The website for the researchers’ paper displays a robot that is able to sort laundry into lights and darks, recycle drink cans, throw away trash, put away bags and utensils, put away scattered objects where they belong, and put toys into a drawer. 

The researchers first tested a text-based benchmark dataset, where they input user preferences, and then asked the LLM to create personalized rules to determine where the objects belong. The LLM summarized the examples into general rules and then used the summary to determine where to place new objects. The benchmark scenarios were defined in four rooms, with 24 scenarios per room. Each scenario contains two to five places to put objects and equal amounts of seen and unseen objects for the model to sort. This test, they wrote, achieved a 91.2 percent accuracy on unseen objects. 
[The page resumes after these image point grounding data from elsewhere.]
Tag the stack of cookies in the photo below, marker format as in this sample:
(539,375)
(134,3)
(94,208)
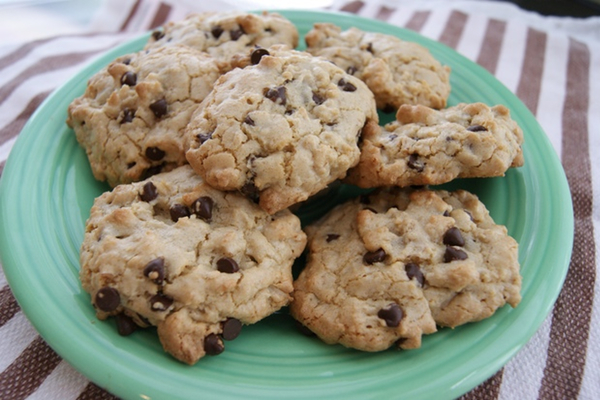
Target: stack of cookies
(211,133)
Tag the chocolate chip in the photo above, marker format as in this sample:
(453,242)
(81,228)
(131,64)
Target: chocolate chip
(178,211)
(154,153)
(452,253)
(346,86)
(227,265)
(159,108)
(249,120)
(203,137)
(477,128)
(276,95)
(217,31)
(157,35)
(331,237)
(236,33)
(373,257)
(453,237)
(391,315)
(318,99)
(413,271)
(149,192)
(231,328)
(213,345)
(160,302)
(129,78)
(125,325)
(251,191)
(128,115)
(107,299)
(202,207)
(415,163)
(257,55)
(155,270)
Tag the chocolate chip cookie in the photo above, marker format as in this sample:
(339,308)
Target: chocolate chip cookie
(281,130)
(384,269)
(132,116)
(397,71)
(226,34)
(429,147)
(196,262)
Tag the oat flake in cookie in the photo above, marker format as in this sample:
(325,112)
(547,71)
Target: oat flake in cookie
(397,71)
(224,35)
(430,147)
(281,130)
(197,263)
(384,269)
(131,118)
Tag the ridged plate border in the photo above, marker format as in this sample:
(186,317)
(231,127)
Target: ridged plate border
(46,192)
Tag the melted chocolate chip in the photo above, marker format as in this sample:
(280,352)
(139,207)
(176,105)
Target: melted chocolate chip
(453,237)
(235,34)
(276,95)
(227,265)
(452,253)
(149,192)
(107,299)
(217,31)
(249,120)
(125,325)
(202,207)
(154,153)
(477,128)
(231,328)
(178,211)
(415,163)
(392,315)
(157,35)
(155,270)
(128,115)
(257,54)
(373,257)
(413,271)
(160,302)
(213,345)
(318,99)
(346,86)
(331,237)
(159,108)
(203,137)
(129,78)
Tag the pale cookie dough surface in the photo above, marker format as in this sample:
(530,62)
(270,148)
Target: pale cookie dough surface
(197,263)
(388,251)
(132,116)
(397,71)
(430,147)
(226,34)
(281,130)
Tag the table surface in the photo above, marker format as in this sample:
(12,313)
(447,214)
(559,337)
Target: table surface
(550,61)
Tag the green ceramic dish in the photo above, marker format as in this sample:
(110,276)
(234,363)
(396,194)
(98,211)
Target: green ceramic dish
(47,190)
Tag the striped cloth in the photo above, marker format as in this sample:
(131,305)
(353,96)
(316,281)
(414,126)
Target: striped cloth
(552,64)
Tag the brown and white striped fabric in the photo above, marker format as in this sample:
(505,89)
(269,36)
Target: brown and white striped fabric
(552,64)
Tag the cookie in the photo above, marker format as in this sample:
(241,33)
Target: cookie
(397,71)
(196,262)
(281,130)
(132,116)
(430,147)
(226,34)
(384,269)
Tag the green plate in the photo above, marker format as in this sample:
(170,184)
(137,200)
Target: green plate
(47,190)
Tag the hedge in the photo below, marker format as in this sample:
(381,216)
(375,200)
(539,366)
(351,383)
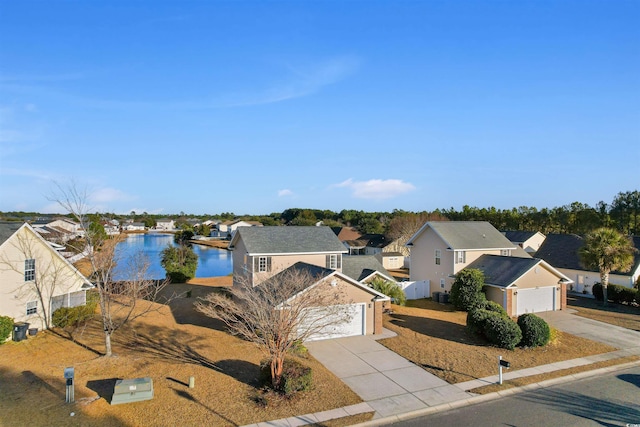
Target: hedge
(535,331)
(597,291)
(295,377)
(6,327)
(502,331)
(476,319)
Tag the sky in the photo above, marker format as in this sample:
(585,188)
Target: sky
(250,107)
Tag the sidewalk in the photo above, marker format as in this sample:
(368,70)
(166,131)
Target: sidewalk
(456,400)
(395,389)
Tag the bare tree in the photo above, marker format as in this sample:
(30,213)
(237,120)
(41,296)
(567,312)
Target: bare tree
(294,305)
(120,301)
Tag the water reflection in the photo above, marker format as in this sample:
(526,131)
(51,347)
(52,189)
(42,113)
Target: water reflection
(211,261)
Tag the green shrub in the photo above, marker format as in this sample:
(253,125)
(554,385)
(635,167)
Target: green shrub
(476,319)
(597,291)
(628,295)
(492,306)
(502,331)
(295,377)
(535,331)
(466,290)
(6,327)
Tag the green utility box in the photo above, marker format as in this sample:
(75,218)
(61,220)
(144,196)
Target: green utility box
(135,390)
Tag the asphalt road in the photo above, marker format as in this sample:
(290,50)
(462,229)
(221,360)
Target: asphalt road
(609,400)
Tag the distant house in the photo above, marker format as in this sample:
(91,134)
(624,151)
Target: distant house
(165,224)
(228,228)
(260,253)
(27,263)
(440,249)
(522,285)
(134,226)
(530,241)
(364,268)
(391,260)
(562,252)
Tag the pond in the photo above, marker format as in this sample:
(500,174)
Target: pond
(212,262)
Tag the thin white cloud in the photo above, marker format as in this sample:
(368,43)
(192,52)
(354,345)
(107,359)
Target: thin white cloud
(306,80)
(109,195)
(377,189)
(285,193)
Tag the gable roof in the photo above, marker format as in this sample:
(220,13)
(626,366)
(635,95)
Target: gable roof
(519,236)
(319,274)
(503,271)
(288,240)
(346,233)
(562,251)
(7,229)
(361,267)
(466,235)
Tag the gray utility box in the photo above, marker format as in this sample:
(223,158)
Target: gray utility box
(135,390)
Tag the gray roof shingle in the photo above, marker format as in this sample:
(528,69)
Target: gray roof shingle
(7,228)
(503,270)
(293,239)
(359,267)
(468,235)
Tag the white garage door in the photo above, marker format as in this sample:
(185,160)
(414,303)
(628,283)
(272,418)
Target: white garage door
(535,300)
(354,327)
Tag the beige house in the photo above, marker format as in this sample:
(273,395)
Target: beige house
(35,280)
(562,252)
(522,285)
(440,249)
(260,253)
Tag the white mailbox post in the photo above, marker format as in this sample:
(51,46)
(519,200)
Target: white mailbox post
(68,375)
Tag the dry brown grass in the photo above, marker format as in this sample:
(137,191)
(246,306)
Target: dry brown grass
(519,382)
(169,346)
(615,314)
(433,336)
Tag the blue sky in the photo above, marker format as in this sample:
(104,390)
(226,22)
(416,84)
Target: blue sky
(256,107)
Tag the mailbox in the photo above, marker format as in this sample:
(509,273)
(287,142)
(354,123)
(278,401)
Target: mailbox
(69,373)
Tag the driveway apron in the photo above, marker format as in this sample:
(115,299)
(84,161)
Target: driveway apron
(389,383)
(594,330)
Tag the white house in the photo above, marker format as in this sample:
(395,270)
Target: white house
(35,279)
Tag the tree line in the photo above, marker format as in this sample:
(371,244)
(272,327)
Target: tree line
(622,214)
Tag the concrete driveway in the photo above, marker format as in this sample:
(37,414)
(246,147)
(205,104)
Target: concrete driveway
(389,383)
(612,335)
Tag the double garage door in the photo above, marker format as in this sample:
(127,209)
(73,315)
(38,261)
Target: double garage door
(356,326)
(536,300)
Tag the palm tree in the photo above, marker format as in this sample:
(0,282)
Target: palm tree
(607,250)
(390,289)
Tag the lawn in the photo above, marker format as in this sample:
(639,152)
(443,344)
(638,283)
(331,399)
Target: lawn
(434,336)
(615,314)
(169,345)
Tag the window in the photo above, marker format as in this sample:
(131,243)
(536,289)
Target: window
(29,270)
(32,307)
(333,262)
(262,264)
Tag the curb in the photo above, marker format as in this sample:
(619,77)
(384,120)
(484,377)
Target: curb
(495,395)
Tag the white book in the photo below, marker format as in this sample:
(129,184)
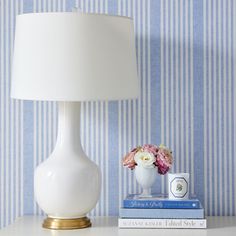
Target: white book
(162,223)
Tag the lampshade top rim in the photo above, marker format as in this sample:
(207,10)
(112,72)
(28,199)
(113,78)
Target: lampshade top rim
(75,13)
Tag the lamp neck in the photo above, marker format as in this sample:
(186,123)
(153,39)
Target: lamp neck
(68,138)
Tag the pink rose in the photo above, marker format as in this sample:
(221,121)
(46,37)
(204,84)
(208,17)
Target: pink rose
(150,148)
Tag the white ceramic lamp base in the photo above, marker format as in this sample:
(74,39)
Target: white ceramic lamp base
(67,185)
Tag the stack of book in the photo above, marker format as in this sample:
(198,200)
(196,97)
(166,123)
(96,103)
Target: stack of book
(161,212)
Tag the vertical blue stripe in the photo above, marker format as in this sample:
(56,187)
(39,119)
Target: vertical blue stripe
(156,78)
(198,98)
(28,157)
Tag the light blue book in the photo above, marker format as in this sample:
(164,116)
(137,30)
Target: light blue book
(162,213)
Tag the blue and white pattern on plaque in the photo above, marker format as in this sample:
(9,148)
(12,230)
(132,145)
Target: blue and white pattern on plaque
(186,64)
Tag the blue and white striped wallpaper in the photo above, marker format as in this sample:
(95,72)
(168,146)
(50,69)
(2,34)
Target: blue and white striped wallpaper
(186,64)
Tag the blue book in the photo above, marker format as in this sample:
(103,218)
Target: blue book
(159,202)
(162,213)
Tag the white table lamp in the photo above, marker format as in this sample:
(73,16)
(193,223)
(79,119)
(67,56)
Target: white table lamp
(71,57)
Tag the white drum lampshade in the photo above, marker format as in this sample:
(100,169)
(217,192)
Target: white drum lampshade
(71,57)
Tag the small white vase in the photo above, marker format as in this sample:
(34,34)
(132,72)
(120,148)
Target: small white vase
(146,178)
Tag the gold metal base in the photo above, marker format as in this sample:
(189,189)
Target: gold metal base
(63,224)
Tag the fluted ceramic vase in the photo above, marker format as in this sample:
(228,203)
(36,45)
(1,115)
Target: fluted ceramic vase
(146,178)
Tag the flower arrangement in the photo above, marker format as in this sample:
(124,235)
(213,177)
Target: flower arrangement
(149,156)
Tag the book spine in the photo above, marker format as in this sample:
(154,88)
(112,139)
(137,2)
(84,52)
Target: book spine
(163,223)
(162,213)
(161,204)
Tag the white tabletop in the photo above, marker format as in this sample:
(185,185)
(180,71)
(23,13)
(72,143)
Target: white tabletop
(107,226)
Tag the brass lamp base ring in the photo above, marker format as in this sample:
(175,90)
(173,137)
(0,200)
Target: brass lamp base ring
(65,224)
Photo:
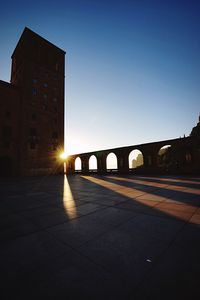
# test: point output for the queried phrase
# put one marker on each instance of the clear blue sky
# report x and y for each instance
(132, 67)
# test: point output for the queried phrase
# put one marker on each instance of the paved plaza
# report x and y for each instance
(100, 237)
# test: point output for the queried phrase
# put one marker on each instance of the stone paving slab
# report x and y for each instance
(100, 237)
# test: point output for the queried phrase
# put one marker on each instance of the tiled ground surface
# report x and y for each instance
(90, 237)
When they applied this approach to the real-world robot, TidyBot, they found that it was able to successfully put away 85 percent of objects. TidyBot was tested on eight real-world scenarios, each with its own set of ten objects, and ran the bot three times in each scenario. In addition to the LLM, the TidyBot uses an image classifier called CLIP and an object detector called OWL-ViT. 
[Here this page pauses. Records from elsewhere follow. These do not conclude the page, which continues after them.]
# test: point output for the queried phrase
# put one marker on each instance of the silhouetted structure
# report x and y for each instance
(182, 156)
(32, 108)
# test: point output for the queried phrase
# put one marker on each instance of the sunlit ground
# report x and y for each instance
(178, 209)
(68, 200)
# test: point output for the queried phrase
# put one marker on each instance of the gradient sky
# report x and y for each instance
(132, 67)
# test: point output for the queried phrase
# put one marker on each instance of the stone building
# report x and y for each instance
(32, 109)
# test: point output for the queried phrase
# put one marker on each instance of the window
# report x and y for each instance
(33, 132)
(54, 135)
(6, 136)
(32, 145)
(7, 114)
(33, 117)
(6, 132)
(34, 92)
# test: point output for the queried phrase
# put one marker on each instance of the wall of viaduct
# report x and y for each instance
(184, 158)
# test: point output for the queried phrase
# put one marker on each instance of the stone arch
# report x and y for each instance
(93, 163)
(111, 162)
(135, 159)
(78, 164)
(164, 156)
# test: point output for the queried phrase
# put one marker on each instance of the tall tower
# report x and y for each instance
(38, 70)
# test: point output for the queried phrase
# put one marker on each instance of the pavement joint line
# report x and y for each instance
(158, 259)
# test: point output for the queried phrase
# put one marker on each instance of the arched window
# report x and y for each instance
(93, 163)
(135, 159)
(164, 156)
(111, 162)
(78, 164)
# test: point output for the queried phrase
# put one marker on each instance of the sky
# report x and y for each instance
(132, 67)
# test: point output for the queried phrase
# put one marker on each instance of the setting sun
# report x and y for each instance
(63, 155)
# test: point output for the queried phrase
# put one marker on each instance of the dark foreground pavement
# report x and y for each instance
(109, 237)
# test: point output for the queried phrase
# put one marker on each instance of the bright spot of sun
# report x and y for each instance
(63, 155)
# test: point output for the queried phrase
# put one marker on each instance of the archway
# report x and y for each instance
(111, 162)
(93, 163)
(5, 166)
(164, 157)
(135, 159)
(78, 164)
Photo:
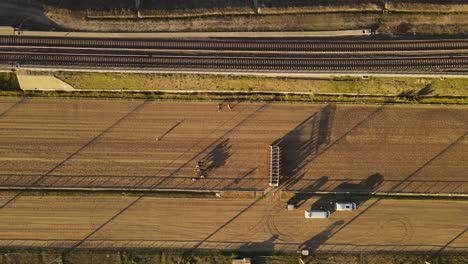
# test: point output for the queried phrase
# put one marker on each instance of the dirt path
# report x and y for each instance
(232, 224)
(79, 143)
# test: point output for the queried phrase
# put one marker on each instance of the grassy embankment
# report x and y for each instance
(10, 256)
(243, 88)
(437, 17)
(378, 90)
(8, 82)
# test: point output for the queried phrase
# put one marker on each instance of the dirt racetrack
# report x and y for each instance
(246, 225)
(113, 143)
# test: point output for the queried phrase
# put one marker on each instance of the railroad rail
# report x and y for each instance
(255, 55)
(239, 44)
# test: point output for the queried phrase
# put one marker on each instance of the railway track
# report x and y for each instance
(239, 44)
(290, 55)
(424, 64)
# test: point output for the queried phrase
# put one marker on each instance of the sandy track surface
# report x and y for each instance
(264, 224)
(113, 143)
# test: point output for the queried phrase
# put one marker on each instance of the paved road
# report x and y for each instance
(113, 143)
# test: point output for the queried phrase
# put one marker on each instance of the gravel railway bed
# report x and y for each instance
(389, 64)
(239, 44)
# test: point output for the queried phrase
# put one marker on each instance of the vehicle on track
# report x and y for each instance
(345, 206)
(316, 214)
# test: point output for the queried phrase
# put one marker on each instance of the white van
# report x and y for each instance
(317, 214)
(345, 206)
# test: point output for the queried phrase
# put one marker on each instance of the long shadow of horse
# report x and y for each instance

Danfei Xu, an Assistant Professor at the School of Interactive Computing at Georgia Tech, told Motherboard that LLMs allow robots to have more problem-solving capabilities. “Previous task planning systems most rely on some forms of search or optimization algorithms, which are not very flexible and hard to construct. LLMs and multimodal LLM allows these systems to reap the benefit of the Internet-scale data and easily generalize to new problems,” he said when asked about Google’s PaLM-E.